軒下などに吊り下げて、暑い夏を涼やかに演出する伝統工芸品「つりしのぶ」。出荷最盛期を迎えた都内唯一の専業生産者「萬園(よろずえん/松島1丁目)」では、深野英子さんが、亡き夫の想いを胸に心を込めてつりしのぶの手入れをしています。

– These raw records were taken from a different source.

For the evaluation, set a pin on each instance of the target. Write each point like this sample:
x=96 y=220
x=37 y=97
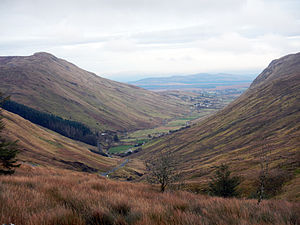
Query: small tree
x=163 y=170
x=8 y=150
x=116 y=138
x=222 y=184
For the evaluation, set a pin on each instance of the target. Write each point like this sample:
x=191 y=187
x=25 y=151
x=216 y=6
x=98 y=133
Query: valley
x=199 y=129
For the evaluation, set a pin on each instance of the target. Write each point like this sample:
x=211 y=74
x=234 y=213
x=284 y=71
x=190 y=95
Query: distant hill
x=195 y=81
x=55 y=86
x=264 y=120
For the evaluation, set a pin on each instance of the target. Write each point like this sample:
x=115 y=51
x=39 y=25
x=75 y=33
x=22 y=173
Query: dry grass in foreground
x=52 y=196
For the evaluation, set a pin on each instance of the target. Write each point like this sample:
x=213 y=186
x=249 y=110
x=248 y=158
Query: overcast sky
x=131 y=39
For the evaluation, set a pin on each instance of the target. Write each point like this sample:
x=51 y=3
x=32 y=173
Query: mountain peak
x=44 y=55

つりしのぶは、ヤマゴケを巻き付けた竹材にシダ植物の一種であるシノブの根茎をはわせた観葉植物。乾燥に強く寒い冬を耐え忍ぶことから「シノブ」と名付けられました。コケに水を含ませると青々とした葉を茂らせ、涼を感じさせます。江戸時代の庭師たちがお得意様へのお中元用に作ったのが始まりとされ、明治から昭和初期には一般家庭にも定着。昭和30年代頃までは区内でも20軒ほどが生産していましたが、シノブを採取する者の減少や後継者不足などにより、現在では、「萬園」が都内唯一の専業生産者になりました。

青々と葉が茂るつりしのぶ

今年4月、60年以上にわたってつりしのぶを生産してきた「萬園」の二代目、深野晃正(ふかのてるまさ/区指定無形文化財)さんが亡くなりました。昭和10年(1935年)から続く同園で、先代である父親の手伝いから始め、81歳までの生涯をつりしのぶとともに歩みました。培われた技術は高く評価され、平成22年に都優秀技術者知事賞を受賞。深野さんの情熱は良質な材料までに及び、丈夫なシノブを求めて東北地方の山林まで自ら出向くなど、一つ一つ愛情込めてつりしのぶを作り続けてきました。

同園で生産されるつりしのぶは、芯材を「井」の字に組んだ「イゲタ」や円筒形の木炭にシノブを巻きつけた「木炭」など約10種類。昔ながらの吊り下げて楽しむタイプやインテリアとしてテーブル上に飾れる置き型タイプなど形も大きさもさまざまで、価格も税込3千円から数万円まで。一番人気は、息子さんがつくる井桁に組み合わせた木材の中にシノブを入れた「井戸(税別2,800円(注))」で、同園の看板商品です。

出荷の最盛期を迎えた本日(26日)、同園では英子さんが、青々と茂るシノブの葉にたっぷりと水やりをしていました。今年のつりしのぶは、晃正さんが丹精込めてつくったものを英子さんや息子さんが仕上げて出荷します。同園の90周年を迎える頃までは生産を続けていきたいという英子さんは、「主人が心を込めてつくったつりしのぶに、鮮やかな緑がたくさん芽吹きました。ぜひ手に取ってもらい、夏の涼を感じて頂ければ嬉しいです」と話しました。

同園では、伝統工芸展や夏まつりなどに展示販売するほか、江戸川区の名産品を販売するWebサイト「えどコレ!」や、タワーホール船堀(船堀4丁目)内のアンテナショップ「エドマチ」で販売しています。同園での販売は、事前にお問い合わせください。

(注)直販料金。インターネット販売は値段が異なります。